Measles and rubella elimination: verification process continues amid COVID-19 pandemic

Public health systems and independent national verification committees in countries of the WHO European Region have shown continued commitment to measles and rubella elimination even with the COVID-19 pandemic creating an extraordinary burden on health systems.

As part of an annual verification process, a majority of countries have submitted their annual status updates on measles and rubella transmission for 2019 for review by the independent European Regional Verification Commission for Measles and Rubella Elimination (RVC).
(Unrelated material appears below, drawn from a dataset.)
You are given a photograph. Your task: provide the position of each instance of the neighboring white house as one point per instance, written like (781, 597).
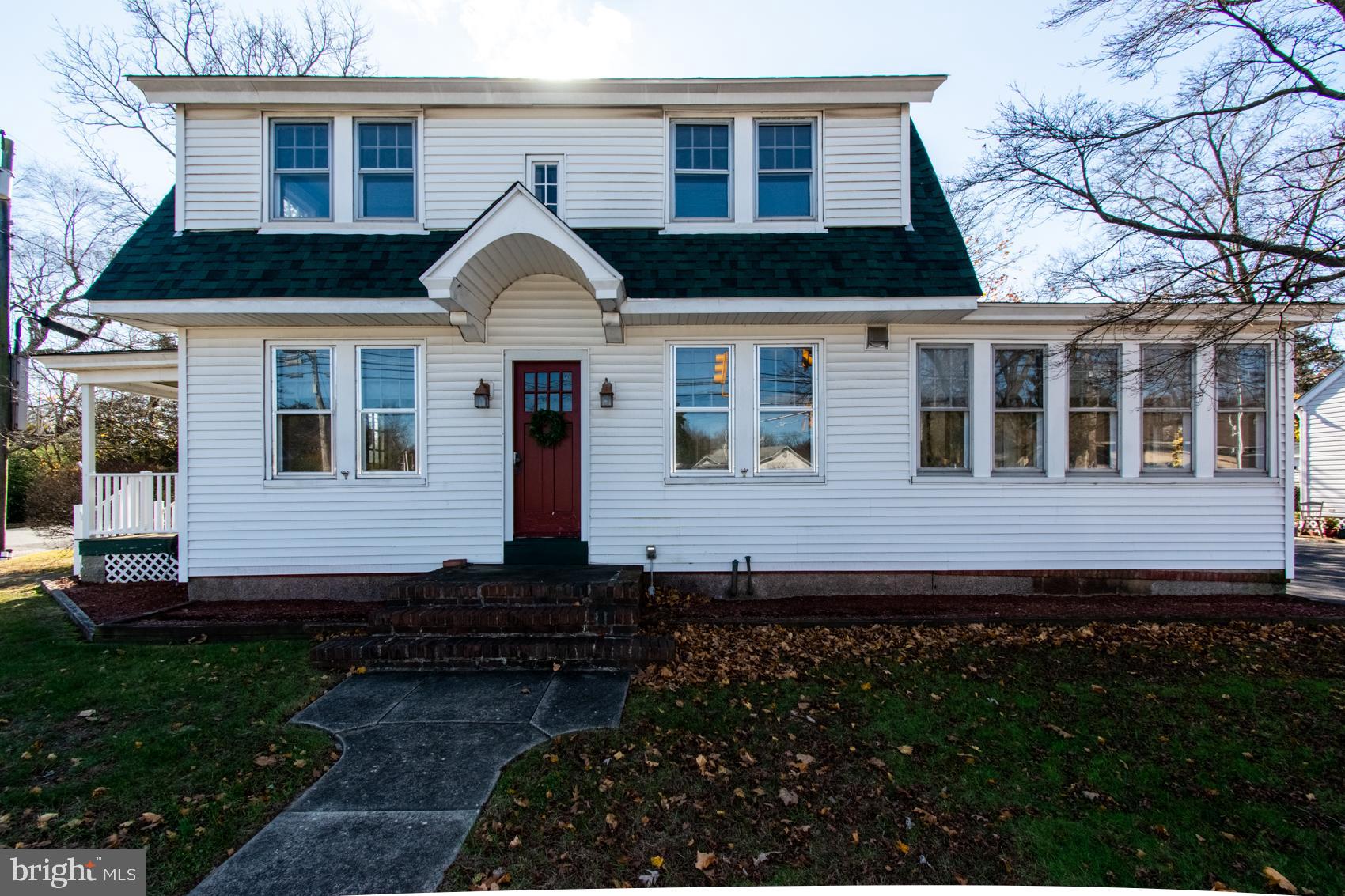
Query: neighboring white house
(1321, 443)
(748, 301)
Exceptional verification process in an exceptional year

The RVC is an independent group of experts that meets each year in June to review surveillance and immunization data submitted by the national verification committees, with the aim of assessing the status of measles and rubella elimination in each country and the Region. This year the RVC meets virtually in a series of sessions, the first of which was held on 29 June 2020 when the Commission reviewed 11 of the submitted annual status update reports. These were from:

  • Armenia
  • Azerbaijan
  • Denmark
  • Estonia
  • Finland
  • Latvia
  • Netherlands
  • Norway
  • Sweden
  • Tajikistan
  • Turkmenistan.

The RVC verified that all countries had maintained their measles elimination status; and all countries that had previously achieved rubella elimination maintained this status. The Commission determined that all 11 countries demonstrated the absence of endemic transmission of both diseases in 2019 and commended these countries for the achievement and for documenting their activities.

The Commission based its conclusions on:

  • routine and supplemental immunization performance;
  • measles and rubella surveillance with laboratorial and molecular epidemiology segments;
  • outbreak response;
  • activities focused on advocacy, communication and health literacy of the population and health-care workers;
  • commitment of stakeholders to the elimination goal.

Denmark: elimination of rubella confirmed

This first session provided the opportunity for the RVC to reassess the status of rubella transmission in Denmark, using the latest global guidance and data provided in the annual status updates for 2019 and previous years. Basing its assessment on the review of previous and newly submitted data, the Commission determined that for the first time, Denmark was verified as having eliminated rubella.

Final recommendations and reporting

WHO/Europe will work with countries to support completion of the reporting process where needed. The Commission is expected to review all remaining annual status reports in a series of virtual meetings in the coming months. Once the reports from all 53 countries have been reviewed, the full 9th RVC meeting report with conclusions on elimination status in the Region and country-specific recommendations will be published.

Status of measles and rubella elimination in the European Region in 2018

At its 8th meeting in 2019, the RVC concluded that as of the end of 2018, endemic transmission of measles was interrupted in 37 of 53 countries and endemic rubella transmission was interrupted in 42 countries. Twelve countries were considered measles endemic, 11 were rubella endemic, and nine were endemic for both diseases.

Measles outbreaks

The surge in measles cases that began in 2017 peaked in 2019, with over 100 000 cases reported. Monthly case reports in the initial months of 2020 show a significant decrease in transmission compared to 2018 and 2019, with 12 028 reported for January–June 2020. However, this is still higher than for the same period in 2016 and 2017, and may be an underestimation due to disruptions in laboratory surveillance for measles during the peak of COVID-19 outbreaks in the Region.

Under these circumstances, it is commendable that national health systems have recognized the necessity of continuing efforts to fight against devastating vaccine-preventable diseases, by ensuring prioritization of immunization programmes as a vital part of essential health services, continuation of disease surveillance and detection of and response to outbreaks.